# [Solved] No battery icon on Asus Laptop

## lunita

Hi all!,

I've a new Asus laptop and I have no battery icon on gnome tray. I followed the Gentoo acpi howto, but no way to add any battery icon. I've got a compiled laptop-mode-tools and is on startup.

Kernel: 3.0.6

[...]

/proc/acpi/button/lid/LID/state:

   state:      open

/proc/acpi/ac_adapter/AC0/state:

   state:                   off-line

/proc/acpi/battery/BAT0/state:

   present:                 yes

   capacity state:          ok

   charging state:          discharging

   present rate:            26145 mW

   remaining capacity:      70815 mWh

   present voltage:         16075 mV

/sys/class/power_supply/AC0/online:

   0

acpi modules 

CONFIG_ACPI=y

CONFIG_ACPI_SLEEP=y

CONFIG_ACPI_PROCFS=y

CONFIG_ACPI_PROCFS_POWER=y

CONFIG_ACPI_PROC_EVENT=y

CONFIG_ACPI_AC=y

CONFIG_ACPI_BATTERY=y

CONFIG_ACPI_BUTTON=y

CONFIG_ACPI_VIDEO=m

CONFIG_ACPI_FAN=y

CONFIG_ACPI_PROCESSOR=y

CONFIG_ACPI_HOTPLUG_CPU=y

CONFIG_ACPI_THERMAL=y

CONFIG_ACPI_BLACKLIST_YEAR=0

CONFIG_ACPI_CONTAINER=y

CONFIG_X86_ACPI_CPUFREQ=y

CONFIG_PNPACPI=y

CONFIG_BLK_DEV_IDEACPI=y

CONFIG_ATA_ACPI=y

CONFIG_PATA_ACPI=m

CONFIG_THINKPAD_ACPI=m

CONFIG_THINKPAD_ACPI_ALSA_SUPPORT=y

CONFIG_THINKPAD_ACPI_VIDEO=y

CONFIG_THINKPAD_ACPI_HOTKEY_POLL=y

CONFIG_ACPI_ASUS=y

CONFIG_ACPI_TOSHIBA=m

I have cpufreq up and running, so I think Acpi is configured OK.

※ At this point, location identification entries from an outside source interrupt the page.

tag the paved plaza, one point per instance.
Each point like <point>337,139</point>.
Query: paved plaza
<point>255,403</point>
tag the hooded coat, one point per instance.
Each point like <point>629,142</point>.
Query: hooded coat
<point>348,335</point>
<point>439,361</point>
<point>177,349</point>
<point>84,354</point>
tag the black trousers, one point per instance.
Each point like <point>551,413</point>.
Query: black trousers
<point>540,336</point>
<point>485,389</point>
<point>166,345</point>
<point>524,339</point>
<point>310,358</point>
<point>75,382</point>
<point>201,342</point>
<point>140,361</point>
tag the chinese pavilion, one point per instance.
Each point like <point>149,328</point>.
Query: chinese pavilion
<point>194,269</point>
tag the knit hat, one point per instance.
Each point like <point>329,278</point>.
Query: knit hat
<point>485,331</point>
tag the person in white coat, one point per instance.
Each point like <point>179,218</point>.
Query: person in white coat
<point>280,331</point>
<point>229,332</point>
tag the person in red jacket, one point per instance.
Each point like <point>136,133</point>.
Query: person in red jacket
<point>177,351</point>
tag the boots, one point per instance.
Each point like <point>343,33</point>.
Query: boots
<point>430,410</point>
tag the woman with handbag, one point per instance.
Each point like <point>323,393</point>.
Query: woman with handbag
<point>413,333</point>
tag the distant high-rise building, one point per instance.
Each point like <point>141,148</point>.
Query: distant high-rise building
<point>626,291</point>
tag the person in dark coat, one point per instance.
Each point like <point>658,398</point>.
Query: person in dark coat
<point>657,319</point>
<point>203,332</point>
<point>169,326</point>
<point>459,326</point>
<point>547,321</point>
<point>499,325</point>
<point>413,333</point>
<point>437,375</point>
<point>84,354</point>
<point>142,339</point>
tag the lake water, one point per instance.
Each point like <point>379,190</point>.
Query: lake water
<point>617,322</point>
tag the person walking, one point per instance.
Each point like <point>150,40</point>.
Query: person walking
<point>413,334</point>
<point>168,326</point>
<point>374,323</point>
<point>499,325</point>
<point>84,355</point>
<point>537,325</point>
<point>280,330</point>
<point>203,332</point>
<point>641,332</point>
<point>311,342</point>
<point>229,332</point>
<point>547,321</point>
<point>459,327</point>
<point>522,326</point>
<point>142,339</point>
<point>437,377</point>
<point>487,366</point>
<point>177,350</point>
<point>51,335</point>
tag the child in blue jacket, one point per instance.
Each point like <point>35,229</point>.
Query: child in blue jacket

I tried too to set up through gnome->System->preferences->power management and check 'always show icon, but it does not appear.

Wmbattery:

medea ~ # wmbattery 

Error: No APM, ACPI, or SPIC support in kernel.

I installed acpi4asus, no differences.

Any ideas?

Thanks in advance,Last edited by lunita on Mon Nov 14, 2011 8:48 pm; edited 1 time in total

----------

## audiodef

Do you have gnome-power-manager emerged?

You could also check this out.

----------

## lunita

 *audiodef wrote:*   

> Do you have gnome-power-manager emerged?
> 
> You could also check this out.

 

Yep, it's done.

medea ~ # eix gnome-power

[I] gnome-extra/gnome-power-manager

     Available versions:  2.32.0!t 2.32.0-r1!t 2.32.0-r2!t [M]~3.0.2-r1!t [M]~3.2.1!t {+applet doc policykit test}

     Installed versions:  2.32.0-r2!t(12:29:54 10/24/11)(applet policykit -doc -test)

     Homepage:            http://www.gnome.org/projects/gnome-power-manager/

     Description:         Gnome Power Manager

I'm going to check this post.

Thanks

----------

## lunita

That post && dbus worked for me!

Thanks!

----------

## tomk

Merged previous post that was reported to the report topic by mistake.

----------

## audiodef

Glad I could help.   :Smile: 

----------